Shorts: Poems and Short Stories is an inviting and heartfelt collection that captures the beauty, humor, complexity, and contradictions of everyday American life. Charles Lopez Bruns writes with the eye of an observer, the voice of a neighbor, and the soul of someone who has lived fully in multiple worlds—urban and coastal, youthful and seasoned, personal and universal.
The poems are rich with place and memory: New York streets alive with music, beaches carrying the weight of longing, neighborhoods changing with time, and family moments imbued with tenderness or bittersweet nostalgia. Bruns excels at transforming small, seemingly ordinary details—the leaf stuck in a car grill, a lost wedding ring, commuters half-asleep on a train—into reflections on identity, love, aging, and community. His tone ranges from playful (“LeBron James, pollo grande”) to poetic meditation (“Love the Sea, See the Love”) to social commentary (“Status” and “America”), demonstrating impressive range.
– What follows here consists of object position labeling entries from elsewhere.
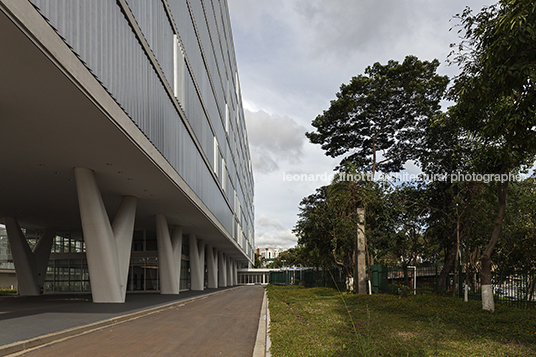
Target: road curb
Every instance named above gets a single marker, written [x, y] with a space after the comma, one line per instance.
[38, 341]
[262, 332]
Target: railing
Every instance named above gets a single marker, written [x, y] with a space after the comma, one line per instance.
[512, 288]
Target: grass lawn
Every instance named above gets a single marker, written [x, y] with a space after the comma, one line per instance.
[323, 322]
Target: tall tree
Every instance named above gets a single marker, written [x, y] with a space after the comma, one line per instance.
[496, 100]
[377, 119]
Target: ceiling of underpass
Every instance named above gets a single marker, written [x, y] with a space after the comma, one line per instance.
[48, 126]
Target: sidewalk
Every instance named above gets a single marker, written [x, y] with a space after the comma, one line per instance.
[215, 322]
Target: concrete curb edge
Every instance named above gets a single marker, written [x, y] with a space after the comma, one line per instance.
[262, 332]
[20, 346]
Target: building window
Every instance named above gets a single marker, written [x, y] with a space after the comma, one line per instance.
[179, 64]
[216, 156]
[227, 118]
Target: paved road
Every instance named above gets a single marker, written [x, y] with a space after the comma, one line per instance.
[220, 325]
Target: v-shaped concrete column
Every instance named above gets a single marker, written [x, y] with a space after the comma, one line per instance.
[107, 246]
[30, 266]
[197, 261]
[222, 270]
[212, 267]
[176, 244]
[169, 256]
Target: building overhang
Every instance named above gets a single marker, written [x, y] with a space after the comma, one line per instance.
[55, 116]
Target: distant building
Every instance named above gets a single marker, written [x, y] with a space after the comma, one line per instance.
[125, 163]
[269, 253]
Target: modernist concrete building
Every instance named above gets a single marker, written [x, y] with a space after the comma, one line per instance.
[124, 159]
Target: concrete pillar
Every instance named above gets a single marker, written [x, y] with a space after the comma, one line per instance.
[42, 255]
[123, 229]
[167, 269]
[102, 255]
[234, 273]
[176, 244]
[197, 274]
[212, 267]
[201, 250]
[222, 270]
[229, 272]
[30, 266]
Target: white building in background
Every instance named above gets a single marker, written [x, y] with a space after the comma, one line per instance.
[124, 152]
[269, 253]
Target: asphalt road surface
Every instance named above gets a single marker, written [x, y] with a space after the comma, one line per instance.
[220, 325]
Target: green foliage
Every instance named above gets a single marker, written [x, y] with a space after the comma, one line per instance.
[381, 111]
[316, 322]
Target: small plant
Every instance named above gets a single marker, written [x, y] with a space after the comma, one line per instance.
[5, 291]
[437, 328]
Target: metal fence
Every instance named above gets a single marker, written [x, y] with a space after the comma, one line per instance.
[511, 288]
[310, 277]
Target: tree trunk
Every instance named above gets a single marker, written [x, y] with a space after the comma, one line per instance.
[485, 259]
[360, 256]
[447, 267]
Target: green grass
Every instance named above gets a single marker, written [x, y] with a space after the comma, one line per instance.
[322, 322]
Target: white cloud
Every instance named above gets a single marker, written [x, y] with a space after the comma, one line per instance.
[273, 139]
[293, 56]
[271, 232]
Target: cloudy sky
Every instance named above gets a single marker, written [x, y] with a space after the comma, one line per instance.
[292, 56]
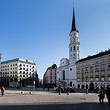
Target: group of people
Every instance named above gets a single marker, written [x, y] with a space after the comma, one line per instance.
[66, 90]
[102, 93]
[2, 89]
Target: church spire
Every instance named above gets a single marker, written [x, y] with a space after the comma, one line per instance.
[74, 28]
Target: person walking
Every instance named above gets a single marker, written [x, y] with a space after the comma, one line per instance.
[2, 90]
[59, 88]
[101, 95]
[108, 94]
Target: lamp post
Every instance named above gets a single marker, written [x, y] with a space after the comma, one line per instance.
[0, 70]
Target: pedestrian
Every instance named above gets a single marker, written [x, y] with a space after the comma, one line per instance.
[59, 88]
[67, 90]
[48, 88]
[108, 94]
[101, 95]
[2, 90]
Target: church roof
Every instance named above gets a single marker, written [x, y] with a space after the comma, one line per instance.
[74, 28]
[94, 56]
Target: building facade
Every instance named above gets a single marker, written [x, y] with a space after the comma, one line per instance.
[66, 72]
[18, 73]
[94, 70]
[49, 78]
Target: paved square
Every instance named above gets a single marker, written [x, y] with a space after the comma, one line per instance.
[39, 100]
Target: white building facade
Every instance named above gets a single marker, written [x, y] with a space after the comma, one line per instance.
[66, 73]
[17, 72]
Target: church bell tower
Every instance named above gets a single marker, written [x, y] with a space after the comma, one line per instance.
[74, 42]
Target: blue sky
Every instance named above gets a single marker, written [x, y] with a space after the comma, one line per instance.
[39, 29]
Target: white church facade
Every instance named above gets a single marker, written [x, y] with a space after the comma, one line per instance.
[66, 72]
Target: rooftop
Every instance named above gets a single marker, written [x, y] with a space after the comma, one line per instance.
[18, 59]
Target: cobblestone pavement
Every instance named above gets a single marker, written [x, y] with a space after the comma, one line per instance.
[14, 100]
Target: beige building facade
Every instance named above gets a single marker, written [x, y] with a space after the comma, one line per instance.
[93, 70]
[49, 78]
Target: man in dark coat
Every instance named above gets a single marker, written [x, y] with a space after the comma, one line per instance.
[108, 94]
[101, 95]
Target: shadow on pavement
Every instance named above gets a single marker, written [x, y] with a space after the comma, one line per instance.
[79, 106]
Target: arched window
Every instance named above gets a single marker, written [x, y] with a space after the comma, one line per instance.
[63, 74]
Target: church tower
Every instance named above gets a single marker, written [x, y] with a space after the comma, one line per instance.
[74, 42]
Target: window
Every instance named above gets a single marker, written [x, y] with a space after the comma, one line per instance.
[102, 79]
[70, 48]
[97, 79]
[102, 66]
[96, 62]
[70, 69]
[15, 79]
[108, 59]
[74, 48]
[70, 84]
[63, 74]
[108, 65]
[102, 60]
[77, 47]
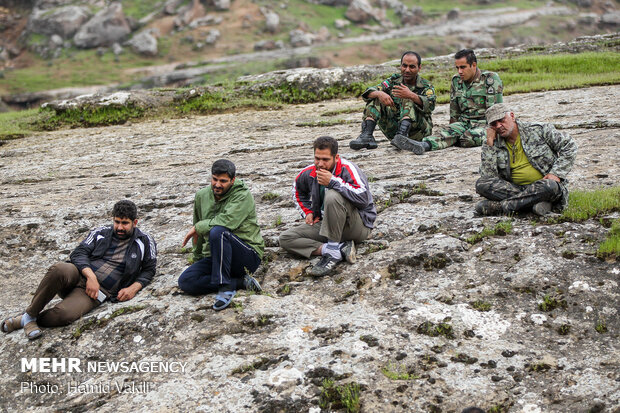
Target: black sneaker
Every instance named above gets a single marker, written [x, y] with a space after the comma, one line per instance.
[325, 267]
[250, 284]
[487, 207]
[542, 208]
[408, 144]
[348, 251]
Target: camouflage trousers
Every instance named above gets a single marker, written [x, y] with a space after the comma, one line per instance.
[515, 197]
[388, 117]
[465, 134]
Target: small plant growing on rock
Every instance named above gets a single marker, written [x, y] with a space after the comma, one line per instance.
[335, 397]
[564, 329]
[431, 329]
[501, 228]
[601, 326]
[270, 196]
[398, 372]
[551, 302]
[481, 305]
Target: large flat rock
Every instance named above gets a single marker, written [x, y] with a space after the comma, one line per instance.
[272, 352]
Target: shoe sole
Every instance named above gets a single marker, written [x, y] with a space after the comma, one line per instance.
[408, 145]
[357, 147]
[349, 256]
[254, 286]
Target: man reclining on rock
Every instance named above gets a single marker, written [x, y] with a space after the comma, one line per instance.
[334, 198]
[524, 165]
[228, 246]
[113, 263]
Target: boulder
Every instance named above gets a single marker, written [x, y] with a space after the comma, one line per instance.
[268, 45]
[144, 43]
[611, 19]
[272, 20]
[322, 35]
[171, 6]
[212, 36]
[359, 11]
[208, 20]
[453, 14]
[189, 13]
[64, 21]
[221, 4]
[341, 23]
[107, 27]
[300, 38]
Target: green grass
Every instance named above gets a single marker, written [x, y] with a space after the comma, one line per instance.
[556, 72]
[14, 125]
[611, 246]
[583, 205]
[501, 228]
[481, 305]
[394, 371]
[442, 6]
[334, 397]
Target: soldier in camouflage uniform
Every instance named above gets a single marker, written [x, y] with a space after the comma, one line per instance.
[400, 105]
[524, 165]
[472, 91]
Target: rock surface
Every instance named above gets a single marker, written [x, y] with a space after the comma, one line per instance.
[272, 352]
[107, 27]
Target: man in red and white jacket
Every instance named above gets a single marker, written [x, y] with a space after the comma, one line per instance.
[334, 199]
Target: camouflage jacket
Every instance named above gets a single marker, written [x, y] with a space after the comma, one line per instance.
[422, 88]
[548, 150]
[468, 102]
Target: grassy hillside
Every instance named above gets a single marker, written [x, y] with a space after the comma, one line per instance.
[75, 67]
[527, 73]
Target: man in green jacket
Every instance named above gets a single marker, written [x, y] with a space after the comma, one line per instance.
[401, 106]
[472, 92]
[228, 246]
[524, 165]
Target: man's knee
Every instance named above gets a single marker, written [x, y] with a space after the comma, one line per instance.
[333, 197]
[483, 185]
[216, 232]
[286, 238]
[58, 317]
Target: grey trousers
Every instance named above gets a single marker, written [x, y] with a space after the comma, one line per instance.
[341, 222]
[65, 280]
[515, 197]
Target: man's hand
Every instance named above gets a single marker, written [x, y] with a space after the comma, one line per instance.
[311, 220]
[403, 92]
[384, 98]
[129, 292]
[323, 176]
[552, 177]
[491, 134]
[191, 234]
[92, 287]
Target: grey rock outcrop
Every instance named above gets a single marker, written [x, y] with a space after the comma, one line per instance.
[272, 20]
[189, 13]
[359, 11]
[417, 276]
[144, 43]
[208, 20]
[213, 36]
[611, 19]
[63, 21]
[300, 38]
[221, 4]
[107, 27]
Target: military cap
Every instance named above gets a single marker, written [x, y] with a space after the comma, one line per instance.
[496, 112]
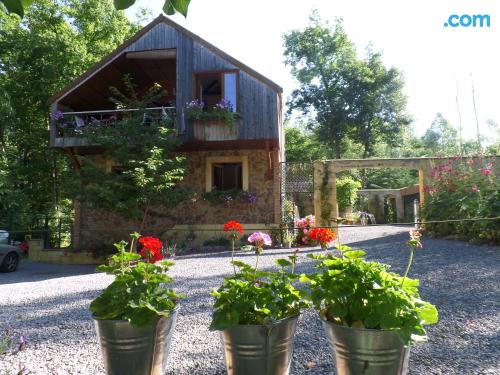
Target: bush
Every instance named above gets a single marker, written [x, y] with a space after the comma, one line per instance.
[464, 190]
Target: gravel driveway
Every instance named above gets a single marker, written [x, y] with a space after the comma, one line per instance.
[49, 305]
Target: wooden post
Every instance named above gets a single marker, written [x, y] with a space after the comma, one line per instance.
[77, 226]
[400, 208]
[421, 185]
[318, 182]
[332, 187]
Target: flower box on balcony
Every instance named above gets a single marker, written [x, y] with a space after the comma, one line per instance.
[214, 130]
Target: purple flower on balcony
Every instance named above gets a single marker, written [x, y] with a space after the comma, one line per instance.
[195, 104]
[57, 115]
[252, 197]
[225, 105]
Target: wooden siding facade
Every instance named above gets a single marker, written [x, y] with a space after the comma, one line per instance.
[259, 99]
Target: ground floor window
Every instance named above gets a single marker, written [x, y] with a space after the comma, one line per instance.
[227, 176]
[227, 173]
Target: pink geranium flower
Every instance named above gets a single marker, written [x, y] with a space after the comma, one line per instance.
[260, 239]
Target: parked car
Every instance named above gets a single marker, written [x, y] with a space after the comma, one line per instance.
[9, 255]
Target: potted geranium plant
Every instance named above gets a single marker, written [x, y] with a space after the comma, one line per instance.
[371, 316]
[257, 314]
[135, 315]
The short stories anchor the collection with narrative depth. “More Than Street Wise,” written in 1978, stands out as a visceral portrait of youth, fear, loyalty, and the hidden dangers of growing up in the city. Its rawness contrasts effectively with the lyrical calm of many poems, showcasing Bruns’ versatility.
Across the collection, Bruns writes with sincerity and accessibility, inviting readers into moments that are vivid, relatable, and often quietly profound. Shorts is a celebration of lived experience—one that moves gracefully from memory to observation, from humor to heartbreak—and leaves the reader feeling they’ve been guided by a thoughtful and generous storyteller.
The above book review was generated by OpenAI’s ChatGPT chatbot.